1.) Kenneth Grant 6’3 339 DT Michigan- “I must be in the front rooowww.” The Steelers’ front row sucks goat balls. Larry “O” and company gave King Henry his usual 4 lane highway to run through thus sending Tomlin and HIS inept Steelers’ defense to YET ANOTHER embarrassing playoff loss.
2.) Elic Ayomanor 6’2 210 WR Stanford- “One hit, that’s all we got? One Goddamn hit?” “You can’t say goddamn on the air!” “Ahh Don’t worry nobody is listening anyway.” I’m listening, B2B. No block, no rock. YOU SUCK, UNCLE ARTIE!
3.) Jared Ivey 6’6 285 DE Ole Miss- “Phil Niekro and his brother were pitching against each other in Atlanta. Their parents were sitting behind home plate. I saw their parents more that day than they did the whole weekend.” Georgia Tech transfer and proud alum of North Gwinnett HS here in Suwanee, GA. Man, how the hell did Lane and his Rebels not make the playoffs with all those firebreathers on the D-Line?
4.) Rocket Sanders 6’0 230 RB South Carolina- “Juuuust a bit outside! He tried the corner and missed.” Hopefully, Najee’s days of trying the corner are over. This Arkansas transfer has speed and power Najee can only dream of. Dig him.
5) Jake Briningstool 6’6 240 TE Clemson-“The postgame show is brought to you by…Christ, I can’t find it. The hell with it!” Exactly, how I felt when Muuuuth dropped the opening pass against the Ravens. The hell with it, indeed. My search for a hybrid/vertical weapon from the TE position rolls on.
7) Jordan Clark 5’10 180 CB Notre Dame- “This guy threw at his own son in a father/son game.” Son of ESPN talking head and former Steelers’ safety Ryan Clark. Gratuitous nepotism pick, but kid might make a good nickel.
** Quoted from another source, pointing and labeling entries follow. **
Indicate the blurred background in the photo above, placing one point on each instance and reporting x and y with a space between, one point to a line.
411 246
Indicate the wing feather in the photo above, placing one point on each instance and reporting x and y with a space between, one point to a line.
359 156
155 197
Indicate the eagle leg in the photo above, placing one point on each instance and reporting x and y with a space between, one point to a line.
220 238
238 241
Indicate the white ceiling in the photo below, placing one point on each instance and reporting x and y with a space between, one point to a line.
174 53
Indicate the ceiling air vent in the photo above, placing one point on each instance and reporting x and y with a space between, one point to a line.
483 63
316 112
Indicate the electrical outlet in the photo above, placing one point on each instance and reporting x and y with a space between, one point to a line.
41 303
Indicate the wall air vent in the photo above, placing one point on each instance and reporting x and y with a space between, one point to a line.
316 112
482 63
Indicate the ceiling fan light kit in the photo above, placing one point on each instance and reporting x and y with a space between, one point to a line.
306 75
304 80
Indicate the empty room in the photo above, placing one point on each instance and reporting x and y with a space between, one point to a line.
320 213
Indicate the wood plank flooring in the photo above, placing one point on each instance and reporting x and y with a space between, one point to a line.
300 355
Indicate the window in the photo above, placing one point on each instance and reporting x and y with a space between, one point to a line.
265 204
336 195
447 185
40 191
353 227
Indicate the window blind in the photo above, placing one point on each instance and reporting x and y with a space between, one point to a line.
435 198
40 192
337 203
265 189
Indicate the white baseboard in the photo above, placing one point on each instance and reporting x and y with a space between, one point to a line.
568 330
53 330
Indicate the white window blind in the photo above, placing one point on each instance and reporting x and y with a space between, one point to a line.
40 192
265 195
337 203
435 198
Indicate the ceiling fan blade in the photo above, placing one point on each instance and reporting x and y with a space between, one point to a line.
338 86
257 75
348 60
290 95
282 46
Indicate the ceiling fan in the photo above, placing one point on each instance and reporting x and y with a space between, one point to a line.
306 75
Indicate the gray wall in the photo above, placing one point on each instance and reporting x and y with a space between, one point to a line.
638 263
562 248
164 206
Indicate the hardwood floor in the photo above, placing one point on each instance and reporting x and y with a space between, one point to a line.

7) Quinn Ewers 6’2 210 QB Texas- “Heywood leads the league in most offensive categories including nose hair. When this guy sneezes he looks like a party favor.” Arch Manning will be the one leading the league in most offensive categories. Quinn here should’ve hit the portal (and Sark shit-canned for quarterback malpractice).